Polly le ofreció ayudarla, y la señorita le pasó una falda para que le hiciera la bastilla.

–¿Qué es esto? –preguntó Polly, examinando la falda blanca de franela–. Parece una mortaja.

–Afortunadamente no. Aunque podría haberlo sido, si no hubiéramos alcanzado a salvar a la pobre niña.

Se refería a Jane Bryant, una jovencita pobre que vivía sola, sin alternar con nadie. La señora Finn, la mayordoma, la había notado muy pálida y demacrada, así es que, al no verla salir de su cuarto el día anterior, supuso que se encontraba enferma, y fue a visitarla. Como Jane no le abrió la puerta, la señora Finn usó su llave y entró. Sobre la cama de la pequeña habitación, casi sin muebles, se hallaba la muchacha, aparentemente sin vida. Había dejado una carta explicando que no conseguía un trabajo decente, y no quería ser una carga para nadie. Decía saber que estaba cometiendo un pecado, pero que en el mundo no existía sitio para ella. La señora Finn corrió en busca de la señorita Mills, y de inmediato fueron a llamar al médico.

–¡Qué terrible! –exclamó Polly, al enterarse de la historia.

–Sí, es muy triste que una niña de diecisiete años sienta que no tiene lugar en el mundo. Quedó huérfana hace un año, y ha batallado sola, aceptando ocupaciones con salarios míseros, con los que no podía sostenerse. Todo esto la deprimió hasta el extremo de no ver más salida que el suicidio. Tú eres sana y valiente, Polly, y sería muy bueno que conocieras a Jane, y la apoyaras.

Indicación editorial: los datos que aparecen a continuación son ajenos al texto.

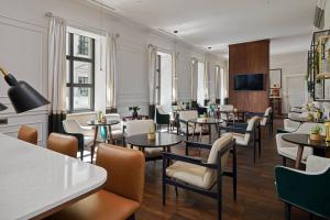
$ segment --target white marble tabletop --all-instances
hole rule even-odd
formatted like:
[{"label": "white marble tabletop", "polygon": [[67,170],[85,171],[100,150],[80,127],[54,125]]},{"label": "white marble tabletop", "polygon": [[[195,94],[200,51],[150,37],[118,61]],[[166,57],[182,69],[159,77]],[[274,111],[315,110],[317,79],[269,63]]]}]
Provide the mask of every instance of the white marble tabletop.
[{"label": "white marble tabletop", "polygon": [[0,134],[0,219],[30,219],[99,188],[107,172]]}]

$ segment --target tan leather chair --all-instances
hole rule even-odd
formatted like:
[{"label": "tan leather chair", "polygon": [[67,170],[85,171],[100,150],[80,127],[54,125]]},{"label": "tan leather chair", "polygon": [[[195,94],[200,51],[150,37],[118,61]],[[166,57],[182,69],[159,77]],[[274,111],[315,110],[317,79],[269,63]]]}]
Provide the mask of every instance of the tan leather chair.
[{"label": "tan leather chair", "polygon": [[51,133],[47,141],[47,147],[48,150],[76,158],[78,140],[72,135]]},{"label": "tan leather chair", "polygon": [[19,130],[18,139],[36,145],[37,131],[34,128],[22,125]]},{"label": "tan leather chair", "polygon": [[103,189],[48,217],[48,219],[134,219],[134,212],[142,204],[144,190],[145,158],[143,153],[100,144],[96,164],[108,172]]}]

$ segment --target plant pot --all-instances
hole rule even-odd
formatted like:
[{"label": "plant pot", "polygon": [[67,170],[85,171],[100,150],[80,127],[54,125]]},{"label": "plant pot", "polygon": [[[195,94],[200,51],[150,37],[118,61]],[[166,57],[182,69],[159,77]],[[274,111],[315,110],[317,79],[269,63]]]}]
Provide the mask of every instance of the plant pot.
[{"label": "plant pot", "polygon": [[321,135],[320,134],[309,134],[309,139],[311,141],[321,141]]}]

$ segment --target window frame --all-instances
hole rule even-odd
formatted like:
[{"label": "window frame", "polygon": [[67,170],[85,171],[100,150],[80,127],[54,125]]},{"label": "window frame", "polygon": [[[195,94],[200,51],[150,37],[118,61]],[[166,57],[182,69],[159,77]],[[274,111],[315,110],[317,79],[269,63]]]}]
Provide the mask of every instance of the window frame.
[{"label": "window frame", "polygon": [[[77,34],[81,35],[81,34]],[[68,95],[68,109],[67,111],[69,113],[73,112],[86,112],[86,111],[95,111],[95,38],[89,37],[91,40],[91,58],[87,57],[79,57],[75,56],[75,33],[68,32],[68,55],[66,55],[66,61],[68,62],[68,74],[69,74],[69,81],[66,82],[66,88],[69,89],[69,95]],[[84,35],[82,35],[84,36]],[[74,64],[75,62],[82,62],[82,63],[88,63],[91,65],[91,84],[79,84],[79,82],[74,82]],[[75,88],[90,88],[90,108],[89,109],[74,109],[74,89]]]}]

–¡Por supuesto que lo haré! ¿Dónde está ella?

–La traje conmigo –confió la señorita, señalando la puerta de su propio dormitorio–. En adelante será como mi hija, y este será su hogar.

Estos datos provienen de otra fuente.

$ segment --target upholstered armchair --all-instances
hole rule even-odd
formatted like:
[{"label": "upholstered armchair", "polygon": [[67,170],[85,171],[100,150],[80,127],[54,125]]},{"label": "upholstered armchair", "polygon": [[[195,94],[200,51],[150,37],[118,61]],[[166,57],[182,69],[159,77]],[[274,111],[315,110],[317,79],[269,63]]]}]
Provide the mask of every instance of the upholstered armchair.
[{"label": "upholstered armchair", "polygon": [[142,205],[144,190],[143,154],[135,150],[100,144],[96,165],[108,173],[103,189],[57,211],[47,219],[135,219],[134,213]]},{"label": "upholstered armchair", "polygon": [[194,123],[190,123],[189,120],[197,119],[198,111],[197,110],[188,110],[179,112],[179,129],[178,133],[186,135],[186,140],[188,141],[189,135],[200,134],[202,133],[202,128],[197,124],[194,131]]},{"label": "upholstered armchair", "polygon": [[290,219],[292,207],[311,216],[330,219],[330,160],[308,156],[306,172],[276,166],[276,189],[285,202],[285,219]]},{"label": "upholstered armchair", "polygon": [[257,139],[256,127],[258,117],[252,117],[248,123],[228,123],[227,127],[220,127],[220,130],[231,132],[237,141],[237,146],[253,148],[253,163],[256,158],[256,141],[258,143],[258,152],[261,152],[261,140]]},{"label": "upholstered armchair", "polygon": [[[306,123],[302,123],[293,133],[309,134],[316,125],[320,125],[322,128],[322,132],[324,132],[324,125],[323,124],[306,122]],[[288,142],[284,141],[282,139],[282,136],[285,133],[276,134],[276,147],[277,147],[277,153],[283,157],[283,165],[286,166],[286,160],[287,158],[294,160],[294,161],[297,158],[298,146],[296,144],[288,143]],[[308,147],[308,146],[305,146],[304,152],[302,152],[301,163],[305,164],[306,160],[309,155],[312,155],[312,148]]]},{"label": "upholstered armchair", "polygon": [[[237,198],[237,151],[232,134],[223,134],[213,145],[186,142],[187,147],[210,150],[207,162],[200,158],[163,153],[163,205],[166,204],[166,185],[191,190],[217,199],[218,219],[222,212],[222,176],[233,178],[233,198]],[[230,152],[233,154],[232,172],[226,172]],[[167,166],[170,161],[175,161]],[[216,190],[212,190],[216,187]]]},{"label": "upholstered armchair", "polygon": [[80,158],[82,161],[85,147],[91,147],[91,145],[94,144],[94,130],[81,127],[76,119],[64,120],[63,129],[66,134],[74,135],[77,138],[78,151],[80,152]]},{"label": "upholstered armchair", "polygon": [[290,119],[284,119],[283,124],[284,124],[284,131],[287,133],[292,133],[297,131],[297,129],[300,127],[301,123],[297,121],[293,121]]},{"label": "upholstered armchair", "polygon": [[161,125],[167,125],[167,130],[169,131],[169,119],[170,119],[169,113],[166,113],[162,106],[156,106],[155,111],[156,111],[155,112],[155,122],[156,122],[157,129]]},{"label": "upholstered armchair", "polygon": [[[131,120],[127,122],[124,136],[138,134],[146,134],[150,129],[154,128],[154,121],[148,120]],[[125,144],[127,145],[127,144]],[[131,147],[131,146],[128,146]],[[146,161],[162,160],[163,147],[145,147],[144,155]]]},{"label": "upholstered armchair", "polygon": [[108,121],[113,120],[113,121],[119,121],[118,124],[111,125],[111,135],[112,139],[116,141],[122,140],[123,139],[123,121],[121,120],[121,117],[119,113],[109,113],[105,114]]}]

–¡Usted es una santa! –aseguró Polly.

Avanzó en puntillas por la habitación tenuemente iluminada, y se detuvo junto al lecho. Aquel rostro intensamente pálido la atrajo. Pese a los rasgos casi infantiles, había en él una huella de dolor, una sombra misteriosa marcada por el encuentro con la muerte. Los ojos oscuros de la niña se abrieron y, sorprendida, miró a Polly. Ésta se inclinó y la besó en la frente. Entonces, Jane le echó los brazos al cuello, y lloró calladamente, desahogando su corazón. Después le preguntó si vivía allí. Polly le contó que arrendaba una habitación en el piso superior, que la compartía con su gato y su canario, y la invitó para el día siguiente. Cuando Jane supo que era profesora de música, la observó admirada.

–¡Qué feliz debes ser dedicándote a la música! –afirmó.

Estas palabras hicieron que Polly captara súbitamente el contraste entre su vida y la de Jane Bryant, logrando que todos sus deseos frívolos y sus pequeñas amarguras se esfumaran.

–Sí, soy muy feliz –admitió–. Ahora duerme, querida. Yo tocaré, desde arriba, una canción para ti.

Ya en su habitación, se sentó al piano, y ejecutó una canción de cuna muy dulce, para que la niña la escuchara y se durmiera tranquila. Al acostarse, apreció lo confortable de su cama, y consideró que su habitación era muy bonita. Había entendido lo que era la verdadera pobreza y los verdaderos sufrimientos, y no podía permanecer impávida frente a ellos. “¿Pero por dónde empezar?”, se preguntó. Como una respuesta, volvieron a sus oídos las palabras de Jane: “¡Qué feliz debes ser dedicándote a la música!”

Sí, eso era. Ayudaría convirtiendo su existencia entera en una canción, que llevaría paz y armonía a todos.